Aus der Archiveinheit Sig. 39/278/0/30/2318, Staatsarchiv Lodz

Neulich bin ich durch Zufall darüber gestolpert, dass die Postkarten aus dem Ghetto Lodz, die im Dezember 1941 geschrieben, aber nicht verschickt wurden, auf der Webseite des Staatsarchivs Lodz als Scans zugänglich gemacht wurden. Leider sind die etwa 20.000 erhaltenen Karten nicht indiziert, so dass man die mehr als 40.000 Scans tatsächlich von Hand durchsuchen muss.

Von einigen mir bereits bekannten Karten kannte ich die Archivsignatur, so dass ich die relevanten Bestände auf der polnischen Webseite ausfindig machen konnte: szukajwarchiwach.pl/39/278/0/30/str/4/15#tabJednostki. Hier sind es die Bestände 2316 bis 2323.

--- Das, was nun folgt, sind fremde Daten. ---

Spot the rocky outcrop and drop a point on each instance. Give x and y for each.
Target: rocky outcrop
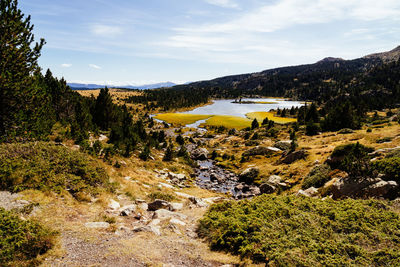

Die erste mir bis dato unbekannte Karte fand sich schnell. Sie war von Adolf Tobias an seinen Freund Heinrich David geschrieben worden. Adolf war ein Sohn von Tobias Tobias, genannt Theodor, aus Oberwambach. Theodor (1851-1921) und seine Frau Johanna Levy (1851-1914) liegen auf dem Jüdischen Friedhof Altenkirchen begraben. Ihre Kinder Thekla (* 21. Dezember 1882) und Adolf (*18. Juni 1889) hatten in Altenkirchen an der Marktstraße 14 die Metzgerei vom Vater übernommen. Im Gegensatz zu seinen Geschwistern war das mittlere Kind Max (* 22. Juli 1884) verheiratet und betrieb in Mayen ein Schuhgeschäft. Alle drei Geschwister blieben kinderlos.

Brücke über die Hohensteiner Straße, Ghetto Litzmannstadt. Quelle: Bundesarchiv, Bild 101I-133-0703-12 / Zermin / CC-BY-SA 3.0

Thekla und Adolf Tobias wurden Ende Oktober 1941 mit dem ersten Transport aus Köln zusammen mit 1000 Leidensgenossen nach Lodz „ausgesiedelt“. Sie lebten dort an der Hohensteiner Straße, die das Ghetto in zwei Teile teilte. Die Straße selber war nicht Teil des Ghettos und eine Fußgängerbrücke verband beide Seiten miteinander. Die Unterkünfte waren hoffnungslos überfüllt und oft teilten sich mehrere Familien eine Wohnung. Die Transporte aus dem Rheinland wurden zunächst als „Kollektiv“ gemeinsam untergebracht. Ob Adolf und Thekla wussten, dass ihr Cousin Albert Tobias mit dem zweiten Transport aus Köln ins Ghetto gekommen war, ist nicht bekannt, denn sie erwähnten sich nicht gegenseitig in den Postkarten, die sie in die Heimat schrieben.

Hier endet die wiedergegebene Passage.